Did the Fed bend its own rules by bailing out Bear Stearns?

A thought-provoking story at Bloomberg notes that the Federal Reserve bypassed the emergency-lending policies in the Federal Reserve Act while helping prevent Bear Stearns from slipping under the waves:

Guidelines revised in 2002 say the Fed should charge non- banks more than the highest rate that commercial banks pay.

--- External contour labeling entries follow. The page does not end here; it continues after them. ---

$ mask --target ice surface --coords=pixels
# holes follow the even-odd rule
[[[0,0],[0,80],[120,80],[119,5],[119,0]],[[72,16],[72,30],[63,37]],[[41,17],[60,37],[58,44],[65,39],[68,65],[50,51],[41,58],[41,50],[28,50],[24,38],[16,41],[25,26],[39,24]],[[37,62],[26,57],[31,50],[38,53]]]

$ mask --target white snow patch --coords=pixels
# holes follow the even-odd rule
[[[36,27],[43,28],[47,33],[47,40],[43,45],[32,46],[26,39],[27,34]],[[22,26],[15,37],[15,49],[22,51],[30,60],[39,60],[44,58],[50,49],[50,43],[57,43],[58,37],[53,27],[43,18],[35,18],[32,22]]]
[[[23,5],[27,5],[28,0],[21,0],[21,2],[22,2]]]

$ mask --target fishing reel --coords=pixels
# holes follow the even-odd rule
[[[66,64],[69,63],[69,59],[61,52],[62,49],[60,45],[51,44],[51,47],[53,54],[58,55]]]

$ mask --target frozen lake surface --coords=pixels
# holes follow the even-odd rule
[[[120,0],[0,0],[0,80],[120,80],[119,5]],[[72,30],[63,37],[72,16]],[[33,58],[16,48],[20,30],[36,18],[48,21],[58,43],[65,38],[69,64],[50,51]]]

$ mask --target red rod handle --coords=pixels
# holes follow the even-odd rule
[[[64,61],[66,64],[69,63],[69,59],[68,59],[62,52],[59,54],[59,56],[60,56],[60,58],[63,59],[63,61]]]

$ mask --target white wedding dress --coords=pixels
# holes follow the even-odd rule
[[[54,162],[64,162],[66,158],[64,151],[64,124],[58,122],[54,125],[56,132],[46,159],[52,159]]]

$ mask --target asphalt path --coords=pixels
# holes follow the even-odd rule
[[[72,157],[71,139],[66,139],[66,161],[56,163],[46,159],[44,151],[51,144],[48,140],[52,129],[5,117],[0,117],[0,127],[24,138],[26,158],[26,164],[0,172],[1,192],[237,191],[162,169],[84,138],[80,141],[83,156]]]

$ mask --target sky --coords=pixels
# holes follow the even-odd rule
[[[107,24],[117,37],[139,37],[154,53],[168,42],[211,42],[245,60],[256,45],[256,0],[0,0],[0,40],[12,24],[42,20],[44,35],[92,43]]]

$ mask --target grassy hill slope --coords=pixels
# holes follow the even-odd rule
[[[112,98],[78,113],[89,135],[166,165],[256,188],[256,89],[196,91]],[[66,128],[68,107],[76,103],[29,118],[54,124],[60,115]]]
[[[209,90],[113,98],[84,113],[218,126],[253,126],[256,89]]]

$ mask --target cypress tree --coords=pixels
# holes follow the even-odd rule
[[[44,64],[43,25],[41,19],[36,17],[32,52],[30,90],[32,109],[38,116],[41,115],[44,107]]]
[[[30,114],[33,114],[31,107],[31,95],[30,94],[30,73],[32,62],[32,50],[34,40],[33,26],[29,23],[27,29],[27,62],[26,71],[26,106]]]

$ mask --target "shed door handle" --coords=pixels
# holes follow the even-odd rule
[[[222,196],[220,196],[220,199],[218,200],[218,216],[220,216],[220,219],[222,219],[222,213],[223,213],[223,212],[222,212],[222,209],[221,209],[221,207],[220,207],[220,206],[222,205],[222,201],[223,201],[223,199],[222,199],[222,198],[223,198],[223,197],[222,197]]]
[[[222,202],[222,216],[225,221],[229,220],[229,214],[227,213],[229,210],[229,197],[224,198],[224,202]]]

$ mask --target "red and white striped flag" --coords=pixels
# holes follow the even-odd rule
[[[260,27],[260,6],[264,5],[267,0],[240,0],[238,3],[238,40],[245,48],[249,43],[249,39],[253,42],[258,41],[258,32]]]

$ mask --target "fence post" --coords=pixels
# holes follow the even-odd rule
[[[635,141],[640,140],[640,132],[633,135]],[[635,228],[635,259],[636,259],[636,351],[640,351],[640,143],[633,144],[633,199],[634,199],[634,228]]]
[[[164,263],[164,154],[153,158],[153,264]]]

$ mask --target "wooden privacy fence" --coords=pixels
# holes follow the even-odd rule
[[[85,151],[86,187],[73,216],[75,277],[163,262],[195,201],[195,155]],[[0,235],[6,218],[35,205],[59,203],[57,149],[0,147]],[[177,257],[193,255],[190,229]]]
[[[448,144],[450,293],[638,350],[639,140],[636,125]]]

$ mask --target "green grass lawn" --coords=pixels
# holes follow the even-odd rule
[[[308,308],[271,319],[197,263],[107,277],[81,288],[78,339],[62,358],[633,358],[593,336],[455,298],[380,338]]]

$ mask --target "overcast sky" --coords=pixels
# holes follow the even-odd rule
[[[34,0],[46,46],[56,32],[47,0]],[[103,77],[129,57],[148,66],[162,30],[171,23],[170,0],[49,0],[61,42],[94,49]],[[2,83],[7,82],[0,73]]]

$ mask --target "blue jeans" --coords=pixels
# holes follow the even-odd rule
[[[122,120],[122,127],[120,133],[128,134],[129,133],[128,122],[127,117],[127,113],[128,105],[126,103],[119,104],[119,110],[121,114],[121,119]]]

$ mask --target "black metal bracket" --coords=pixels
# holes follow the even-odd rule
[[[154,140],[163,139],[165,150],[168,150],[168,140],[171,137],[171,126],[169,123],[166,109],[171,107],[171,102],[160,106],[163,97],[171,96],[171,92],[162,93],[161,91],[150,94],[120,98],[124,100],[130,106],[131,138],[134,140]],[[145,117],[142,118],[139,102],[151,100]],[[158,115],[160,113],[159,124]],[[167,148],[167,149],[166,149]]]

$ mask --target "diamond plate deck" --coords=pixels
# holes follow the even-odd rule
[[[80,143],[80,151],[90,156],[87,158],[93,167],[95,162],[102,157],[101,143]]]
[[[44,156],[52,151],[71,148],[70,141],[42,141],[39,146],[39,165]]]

Instead, Chairman Ben S. Bernanke and his colleagues, in emergency votes on March 16, invoked broader authority in the Federal Reserve Act to give Wall Street dealers the same rate as banks, a Fed staff official said on condition of anonymity. …The Fed’s haste in setting aside its own guidelines is “troubling,” said Vincent Reinhart, who worked at the central bank between 1983 and 2007 and is now a scholar at the American Enterprise Institute in Washington. “The regulation is very clear as to the circumstances of the loan, and it is odd that they wouldn’t apply a regulation that would seem to encompass what they want to do,” said Reinhart, who served as head of the Division of Monetary Affairs under Bernanke and his predecessor Alan Greenspan.

Not everyone is questioning the Fed’s motives, of course — many will tell you the Federal Reserve Act is itself a dinosaur and out of touch with current market mechanics — but the fact that enough are strikes us as interesting.